In the aftermath of the contraction of domestic demand due to Corona 19, retail sales last year decreased 0.2% from a year ago. Although it has fully released finances such as the national disaster support fund, it has not been able to overcome the recession caused by Corona 19. Sales of durable goods such as cars (10.9%) increased due to tax benefits such as individual consumption tax cuts, but sales of semi-durable goods such as clothing (-12.2%) and non-durable goods such as cosmetics (-0.4%) decreased. In particular, the retail sales of duty-free shops decreased by 37.5% due to a sharp drop in tourists due to Corona 19.

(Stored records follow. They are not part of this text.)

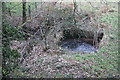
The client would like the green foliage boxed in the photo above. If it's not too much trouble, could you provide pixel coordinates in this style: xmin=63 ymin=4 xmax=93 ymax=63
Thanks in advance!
xmin=6 ymin=2 xmax=35 ymax=16
xmin=2 ymin=21 xmax=24 ymax=77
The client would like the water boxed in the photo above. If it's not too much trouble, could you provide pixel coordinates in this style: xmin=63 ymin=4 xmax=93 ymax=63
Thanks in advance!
xmin=60 ymin=40 xmax=97 ymax=53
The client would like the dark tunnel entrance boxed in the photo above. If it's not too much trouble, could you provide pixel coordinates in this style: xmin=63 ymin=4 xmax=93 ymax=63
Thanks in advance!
xmin=58 ymin=29 xmax=104 ymax=52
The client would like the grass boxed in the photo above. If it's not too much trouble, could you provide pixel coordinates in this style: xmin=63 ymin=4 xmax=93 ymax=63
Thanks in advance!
xmin=6 ymin=2 xmax=35 ymax=16
xmin=2 ymin=3 xmax=119 ymax=78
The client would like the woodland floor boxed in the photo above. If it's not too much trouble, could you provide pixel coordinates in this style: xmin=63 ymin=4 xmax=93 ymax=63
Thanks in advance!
xmin=7 ymin=2 xmax=120 ymax=78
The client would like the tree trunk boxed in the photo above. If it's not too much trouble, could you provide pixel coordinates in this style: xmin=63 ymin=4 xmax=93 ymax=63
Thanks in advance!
xmin=28 ymin=5 xmax=31 ymax=18
xmin=22 ymin=0 xmax=27 ymax=29
xmin=35 ymin=2 xmax=37 ymax=11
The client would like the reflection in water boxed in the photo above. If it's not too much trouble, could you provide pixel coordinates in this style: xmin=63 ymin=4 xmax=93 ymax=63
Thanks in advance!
xmin=60 ymin=40 xmax=97 ymax=52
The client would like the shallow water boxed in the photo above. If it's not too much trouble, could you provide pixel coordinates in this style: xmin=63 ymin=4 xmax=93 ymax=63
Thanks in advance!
xmin=60 ymin=40 xmax=97 ymax=53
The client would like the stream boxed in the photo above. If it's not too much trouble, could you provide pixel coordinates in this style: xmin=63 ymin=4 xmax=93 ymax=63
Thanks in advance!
xmin=60 ymin=40 xmax=97 ymax=53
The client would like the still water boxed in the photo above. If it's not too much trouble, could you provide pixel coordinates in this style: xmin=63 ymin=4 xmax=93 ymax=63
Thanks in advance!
xmin=60 ymin=40 xmax=97 ymax=53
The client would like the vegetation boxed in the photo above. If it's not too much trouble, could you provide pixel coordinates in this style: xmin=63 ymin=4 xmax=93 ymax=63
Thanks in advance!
xmin=0 ymin=2 xmax=120 ymax=78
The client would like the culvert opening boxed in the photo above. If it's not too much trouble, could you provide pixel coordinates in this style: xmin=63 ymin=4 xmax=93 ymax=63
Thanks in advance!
xmin=58 ymin=29 xmax=104 ymax=52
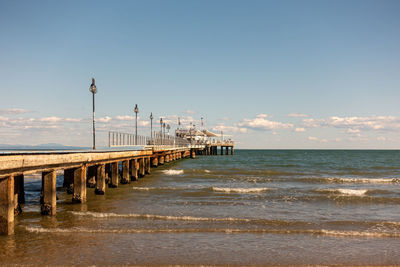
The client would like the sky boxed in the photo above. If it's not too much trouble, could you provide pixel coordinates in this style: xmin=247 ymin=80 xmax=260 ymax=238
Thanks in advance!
xmin=0 ymin=0 xmax=400 ymax=149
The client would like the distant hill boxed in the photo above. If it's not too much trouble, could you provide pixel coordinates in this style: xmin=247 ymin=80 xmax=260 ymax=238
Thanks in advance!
xmin=0 ymin=143 xmax=89 ymax=150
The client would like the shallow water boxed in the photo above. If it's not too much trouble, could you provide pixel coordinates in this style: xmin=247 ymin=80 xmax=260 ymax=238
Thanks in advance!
xmin=0 ymin=150 xmax=400 ymax=265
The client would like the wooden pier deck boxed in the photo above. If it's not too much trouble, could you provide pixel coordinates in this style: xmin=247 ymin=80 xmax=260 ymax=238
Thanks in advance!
xmin=0 ymin=143 xmax=234 ymax=235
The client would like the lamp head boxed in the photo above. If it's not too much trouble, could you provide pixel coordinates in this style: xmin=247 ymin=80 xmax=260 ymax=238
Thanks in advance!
xmin=89 ymin=78 xmax=97 ymax=94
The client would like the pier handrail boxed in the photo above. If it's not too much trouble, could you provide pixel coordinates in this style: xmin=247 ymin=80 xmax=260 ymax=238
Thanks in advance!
xmin=108 ymin=131 xmax=191 ymax=148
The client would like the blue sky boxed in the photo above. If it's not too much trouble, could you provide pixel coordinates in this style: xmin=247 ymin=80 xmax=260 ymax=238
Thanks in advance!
xmin=0 ymin=0 xmax=400 ymax=148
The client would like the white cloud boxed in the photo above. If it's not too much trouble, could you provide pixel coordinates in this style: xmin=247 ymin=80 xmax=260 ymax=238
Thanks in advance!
xmin=308 ymin=136 xmax=328 ymax=143
xmin=346 ymin=129 xmax=360 ymax=134
xmin=0 ymin=116 xmax=8 ymax=121
xmin=238 ymin=114 xmax=293 ymax=130
xmin=294 ymin=128 xmax=306 ymax=133
xmin=0 ymin=108 xmax=30 ymax=115
xmin=183 ymin=109 xmax=197 ymax=115
xmin=40 ymin=116 xmax=62 ymax=122
xmin=256 ymin=113 xmax=268 ymax=119
xmin=114 ymin=115 xmax=135 ymax=121
xmin=64 ymin=118 xmax=82 ymax=122
xmin=303 ymin=116 xmax=400 ymax=133
xmin=97 ymin=116 xmax=111 ymax=123
xmin=212 ymin=124 xmax=247 ymax=134
xmin=288 ymin=113 xmax=309 ymax=118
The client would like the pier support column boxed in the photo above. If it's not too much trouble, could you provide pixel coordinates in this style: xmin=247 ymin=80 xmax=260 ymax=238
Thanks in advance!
xmin=144 ymin=157 xmax=151 ymax=174
xmin=63 ymin=169 xmax=74 ymax=194
xmin=0 ymin=175 xmax=14 ymax=235
xmin=109 ymin=162 xmax=119 ymax=188
xmin=139 ymin=158 xmax=146 ymax=177
xmin=105 ymin=163 xmax=111 ymax=185
xmin=94 ymin=164 xmax=106 ymax=195
xmin=40 ymin=171 xmax=57 ymax=215
xmin=151 ymin=157 xmax=158 ymax=167
xmin=130 ymin=159 xmax=139 ymax=181
xmin=87 ymin=166 xmax=97 ymax=188
xmin=121 ymin=160 xmax=130 ymax=184
xmin=72 ymin=166 xmax=87 ymax=203
xmin=14 ymin=174 xmax=25 ymax=204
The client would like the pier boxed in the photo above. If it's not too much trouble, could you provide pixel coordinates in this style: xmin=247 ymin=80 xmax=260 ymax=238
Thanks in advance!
xmin=0 ymin=135 xmax=234 ymax=235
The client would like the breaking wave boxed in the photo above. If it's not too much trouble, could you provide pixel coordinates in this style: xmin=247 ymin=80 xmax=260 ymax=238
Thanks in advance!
xmin=212 ymin=187 xmax=271 ymax=193
xmin=295 ymin=177 xmax=400 ymax=184
xmin=163 ymin=170 xmax=184 ymax=175
xmin=317 ymin=188 xmax=368 ymax=196
xmin=25 ymin=226 xmax=400 ymax=238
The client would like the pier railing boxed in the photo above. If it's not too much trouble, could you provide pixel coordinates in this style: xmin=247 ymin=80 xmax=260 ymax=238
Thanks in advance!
xmin=108 ymin=131 xmax=191 ymax=148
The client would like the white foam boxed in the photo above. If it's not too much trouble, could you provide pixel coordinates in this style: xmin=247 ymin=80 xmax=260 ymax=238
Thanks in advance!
xmin=318 ymin=188 xmax=368 ymax=196
xmin=70 ymin=211 xmax=250 ymax=222
xmin=337 ymin=189 xmax=368 ymax=196
xmin=25 ymin=226 xmax=400 ymax=238
xmin=321 ymin=230 xmax=400 ymax=238
xmin=132 ymin=187 xmax=178 ymax=191
xmin=163 ymin=170 xmax=184 ymax=175
xmin=212 ymin=187 xmax=270 ymax=193
xmin=328 ymin=178 xmax=400 ymax=184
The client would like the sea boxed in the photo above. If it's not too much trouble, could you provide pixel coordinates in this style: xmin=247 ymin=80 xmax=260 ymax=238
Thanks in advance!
xmin=0 ymin=150 xmax=400 ymax=266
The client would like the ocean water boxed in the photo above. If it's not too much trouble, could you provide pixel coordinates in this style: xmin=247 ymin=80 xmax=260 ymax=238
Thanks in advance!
xmin=0 ymin=150 xmax=400 ymax=265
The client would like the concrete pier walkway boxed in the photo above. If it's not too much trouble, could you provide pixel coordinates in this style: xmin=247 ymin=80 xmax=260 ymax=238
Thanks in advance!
xmin=0 ymin=144 xmax=233 ymax=235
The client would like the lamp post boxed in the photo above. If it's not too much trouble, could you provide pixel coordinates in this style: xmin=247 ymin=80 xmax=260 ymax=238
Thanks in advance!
xmin=89 ymin=78 xmax=97 ymax=150
xmin=133 ymin=104 xmax=139 ymax=145
xmin=160 ymin=118 xmax=163 ymax=144
xmin=150 ymin=112 xmax=153 ymax=140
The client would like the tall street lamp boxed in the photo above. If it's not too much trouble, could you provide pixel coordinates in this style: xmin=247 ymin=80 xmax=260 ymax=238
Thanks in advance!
xmin=160 ymin=118 xmax=163 ymax=144
xmin=133 ymin=104 xmax=139 ymax=145
xmin=167 ymin=124 xmax=171 ymax=137
xmin=89 ymin=78 xmax=97 ymax=150
xmin=150 ymin=112 xmax=153 ymax=140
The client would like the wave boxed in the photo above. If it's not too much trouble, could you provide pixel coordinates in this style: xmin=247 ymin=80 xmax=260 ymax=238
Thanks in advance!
xmin=70 ymin=211 xmax=251 ymax=222
xmin=163 ymin=170 xmax=184 ymax=175
xmin=294 ymin=177 xmax=400 ymax=184
xmin=25 ymin=226 xmax=400 ymax=238
xmin=316 ymin=188 xmax=368 ymax=196
xmin=211 ymin=187 xmax=271 ymax=193
xmin=132 ymin=187 xmax=182 ymax=191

Last year, facility investment increased by 6.0% due to the increase in investment in the semiconductor sector, while construction period, which represents the actual construction performance of construction companies, decreased by 2.3%.
Meanwhile, in December last year, production, consumption, and investment recorded a’triple increase’ compared to the previous month, raising expectations for an economic rebound this year. In December of last year, all industrial production increased 0.5% from the previous month, and consumption (0.2%) and investment (0.9%) also increased.
While the cyclical fluctuations in the economic coincidence index stepped in place, the cyclical fluctuations in the leading economic index, indicating expectations for the future economy, rose 0.5 points. The upward trend in the cyclical fluctuation of the leading economic index continued for seven consecutive months, rising for nine consecutive months from November 2016, and continued to increase for the longest consecutive period.
Deputy Prime Minister Hong Nam-ki and Minister of Strategy and Finance said on the day, “It is very meaningful that all industrial production in December continued to improve for two months in a row. Compared to the decline in all industrial production during the two proliferation periods (February and August 2020), it can be assessed that the resilience of the Korean economy is gradually strengthening.”